In the third episode of care, Maureen's third hospital admission following a hip fracture, several crucial improvements were needed to provide patient-centred care and align with established best practices and standards. Firstly, a comprehensive pain assessment should have been prioritised per the NSQHS Standard 5.7a (ACSQHC, 2021). Maureen's distress and request to speak with her church minister indicated unaddressed pain extending beyond her hip fracture. A thorough pain assessment, covering location, intensity, and characteristics, would have identified the source of her discomfort and enabled more effective pain management following the End-of-Life Care CPG (ACU, n.d). Secondly, there should have been timely, transparent, and empathetic communication with Maureen about her pain and overall condition, adhering to the NPC standard 2.6 (Palliative Care Australia, 2018). This would have allowed Maureen to express her concerns and needs, ensuring that her physical and emotional well-being were addressed, ultimately enhancing her care experience.

Furthermore, an effective interdisciplinary collaboration among the healthcare team, involving pain management specialists and palliative care experts, would have allowed for a more coordinated approach to Maureen's pain management (Connell et al., 2022). As highlighted by the NSQHS standard 5.6 and NMBA standard 2.6, this approach emphasises the importance of interdisciplinary collaboration to provide comprehensive care (ACSQHC, 2021; NMBA, 2023). Integrating these improvements in the third episode of care could have significantly enhanced Maureen's overall experience, ensuring that her pain was effectively managed, her emotional needs were addressed, and a more patient-centred approach was adopted, consistent with best practices and standards in palliative care.

Episode of Care 4

The fourth episode of care, involving the family meeting to discuss Maureen's prognosis and future care, is a negative element in her care journey. The deficiency lies in the lack of comprehensive understanding and communication with Maureen's daughter, Lisa, regarding the prognosis of Alzheimer's disease and the potential trajectory of her mother's condition. This shortcoming contradicts the NPC Standard 2.2, which underlines the significance of clear and empathetic communication with patients and their families. Such communication ensures they fully comprehend the patient's condition, prognosis, and the available care options (Palliative Care Australia, 2018).

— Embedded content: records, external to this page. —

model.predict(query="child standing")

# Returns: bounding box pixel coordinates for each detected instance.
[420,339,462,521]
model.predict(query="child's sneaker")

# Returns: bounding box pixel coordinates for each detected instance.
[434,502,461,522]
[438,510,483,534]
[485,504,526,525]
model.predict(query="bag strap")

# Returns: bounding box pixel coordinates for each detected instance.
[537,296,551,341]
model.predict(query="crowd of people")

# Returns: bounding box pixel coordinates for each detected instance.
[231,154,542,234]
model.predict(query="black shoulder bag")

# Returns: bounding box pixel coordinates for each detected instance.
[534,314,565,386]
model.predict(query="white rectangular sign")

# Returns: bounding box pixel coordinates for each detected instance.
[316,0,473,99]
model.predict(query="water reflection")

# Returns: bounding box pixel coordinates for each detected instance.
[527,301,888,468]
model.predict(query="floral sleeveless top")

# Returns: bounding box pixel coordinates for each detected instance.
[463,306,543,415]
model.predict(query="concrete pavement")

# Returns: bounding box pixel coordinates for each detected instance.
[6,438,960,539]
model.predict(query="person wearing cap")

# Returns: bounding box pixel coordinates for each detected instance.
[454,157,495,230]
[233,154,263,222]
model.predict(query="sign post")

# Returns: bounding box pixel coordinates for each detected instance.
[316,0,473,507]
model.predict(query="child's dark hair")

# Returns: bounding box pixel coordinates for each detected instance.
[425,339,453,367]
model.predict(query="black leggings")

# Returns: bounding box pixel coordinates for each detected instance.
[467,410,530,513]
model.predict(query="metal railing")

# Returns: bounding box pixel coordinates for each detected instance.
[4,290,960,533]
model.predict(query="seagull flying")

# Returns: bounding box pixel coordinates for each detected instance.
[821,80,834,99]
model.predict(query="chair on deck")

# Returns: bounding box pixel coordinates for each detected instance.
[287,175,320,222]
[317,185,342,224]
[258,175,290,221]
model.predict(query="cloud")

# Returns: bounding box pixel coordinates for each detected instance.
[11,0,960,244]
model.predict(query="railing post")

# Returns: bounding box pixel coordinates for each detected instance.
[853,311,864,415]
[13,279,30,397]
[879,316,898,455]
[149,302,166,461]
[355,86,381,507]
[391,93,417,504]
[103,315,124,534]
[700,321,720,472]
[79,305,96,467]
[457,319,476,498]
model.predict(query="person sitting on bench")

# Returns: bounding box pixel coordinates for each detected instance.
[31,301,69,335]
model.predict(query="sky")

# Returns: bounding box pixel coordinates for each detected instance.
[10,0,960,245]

Effective and caring interaction is crucial to facilitating collaborative decision-making and taking care of the emotional requirements of the patient's family, according to the NSQHS standard 2.6 (ACSQHC, 2021). A negative care experience for Maureen and her family was influenced by Lisa's uncertainty and apprehension during the family meeting due to the lack of thorough communication and understanding. This negative aspect of care could have been reduced by taking a more compassionate, family-centred approach that prioritised open, compassionate communication and ensured the family was well-informed, supported emotionally, and actively involved in decisions about Maureen's care and end-of-life preferences (Malenfant et al., 2022).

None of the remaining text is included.